Stratégie des chiffres faux
La Poste a toujours justifié les fermetures, auprès des communes et du monde politique, par un soi-disant déficit du réseau postal de 500 millions de francs par année. C’est vrai que c’est un argument massue, mais fallacieux. Le réseau postal ne fait que peu de déficit et celui-ci est une décision de stratégie interne, comme l’a reconnu Mathias Finger, professeur de la chaire d’économie en réseau, sponsorisée par la Poste, à l’EPFL. Le résultat financier du réseau dépend de la facturation interne des prestations offertes par le réseau pour les autres unités d’affaires de la Poste. Il suffit d’augmenter, ou diminuer, de quelques pourcents un prix de transfert interne pour présenter un déficit ou un bénéfice de plusieurs dizaines de millions pour le réseau. L’autorité de régulation postale PostReg m’a confirmé qu’il était abusif de la part de la Poste d’annoncer un déficit pour le réseau. Alors que PostReg avait déclaré dans son rapport de gestion que la Poste ne présentait pas correctement sa comptabilité, le ministre de tutelle Leuenberger est intervenu pour faire taire cette critique peu avouable.

Le beau programme du PS
En parlant de Moritz Leuenberger, on doit également parler de l’attitude du Parti socialiste Suisse (PSS) au sujet de ces fermetures. Le PSS a souvent été un grand absent dans la lutte contre les fermetures. Le PSS n’avait soutenu que du bout des lèvres l’initiative « Poste pour tous » et n’y avait attribué aucun moyen financier. Le sondage GFS après la votation (le peuple avait rejeté l’initiative à 50,2%) avait appris qu’un tiers des membres du PSS avait rejeté l’initiative. Dans son programme 2000, le parti explique que « le PS est partisan d’un réseau de bureaux de poste attractif et adapté aux besoins actuels. Plutôt que de s’agripper au statu quo, le PS encourage la recherche de solutions créatives »… Beau programme ! Les « solutions créatives » sont exactement les termes utilisés par la Poste pour justifier les fermetures et leur remplacement par des self-services dans des magasins. Quand j’avais invité une soixantaine de parlementaires fédéraux à créer un comité dénonçant les fermetures de bureaux sur le prétexte du déficit, aucun des 25 parlementaires socialistes contactés n’a daigné y adhérer…
Nous avons vu l’attitude ambiguë du Syndicat de la communication. Transfair a une politique moins ambiguë, mais plus étonnante encore. Dans son dernier communiqué de presse, le syndicat annonce : « Transfair ne veut plus s’opposer aux fermetures de bureaux de poste. Il souhaite une adaptation en un pas, rude, du réseau actuel aux besoins actuels des clients »…
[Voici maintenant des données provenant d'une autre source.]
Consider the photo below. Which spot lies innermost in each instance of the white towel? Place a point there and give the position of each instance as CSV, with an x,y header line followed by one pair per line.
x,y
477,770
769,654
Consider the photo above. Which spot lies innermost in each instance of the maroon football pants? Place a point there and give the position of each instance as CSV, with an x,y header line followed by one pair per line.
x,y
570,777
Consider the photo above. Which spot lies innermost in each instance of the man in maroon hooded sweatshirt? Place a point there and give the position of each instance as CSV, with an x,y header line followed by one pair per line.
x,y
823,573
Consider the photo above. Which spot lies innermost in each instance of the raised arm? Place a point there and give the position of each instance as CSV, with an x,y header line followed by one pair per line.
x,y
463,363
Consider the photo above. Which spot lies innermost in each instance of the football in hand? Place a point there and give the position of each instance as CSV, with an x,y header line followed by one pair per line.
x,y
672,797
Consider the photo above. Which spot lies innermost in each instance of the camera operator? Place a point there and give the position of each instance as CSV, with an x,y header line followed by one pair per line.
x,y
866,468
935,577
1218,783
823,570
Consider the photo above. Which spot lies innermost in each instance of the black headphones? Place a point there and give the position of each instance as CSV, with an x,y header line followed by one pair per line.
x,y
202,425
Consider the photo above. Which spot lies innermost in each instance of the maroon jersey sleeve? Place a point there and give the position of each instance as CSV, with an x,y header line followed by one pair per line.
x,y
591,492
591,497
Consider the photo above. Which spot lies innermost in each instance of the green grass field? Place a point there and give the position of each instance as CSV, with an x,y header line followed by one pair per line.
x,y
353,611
Pour une grève et des blocages
Quand au Syndicat autonome des postiers (SAP), il paie le prix fort de son indépendance vis-à-vis de l’Union syndicale suisse (USS) et de son attitude critique par rapport aux autres syndicats. Son opposition ferme ne trouve pas d’écho et ses appels à l’unité dans la lutte restent sans réponse. Pire, quand le SAP avait transmis au tribunal arbitral de la Poste un dossier contrant les arguments de la Poste qui voulait déclasser les responsables d’offices de poste (projet NEK 312), les autres syndicats ont refusé que ce dossier soit pris en compte.

Actuellement une pétition a été lancée par le Syndicat de la communication. C’est bien, mais la Poste n’a que faire des pétitions. Elle en reçoit régulièrement lors de la fermeture de bureaux de poste, et cela n’a aucune influence. Seule une lutte déterminée avec grève et blocages peut la stopper. On doit aussi faire le constat d’impuissance auquel est arrivé ce syndicalisme dont les militants sont cantonnés au rôle de récolteurs de signatures pour pétitions.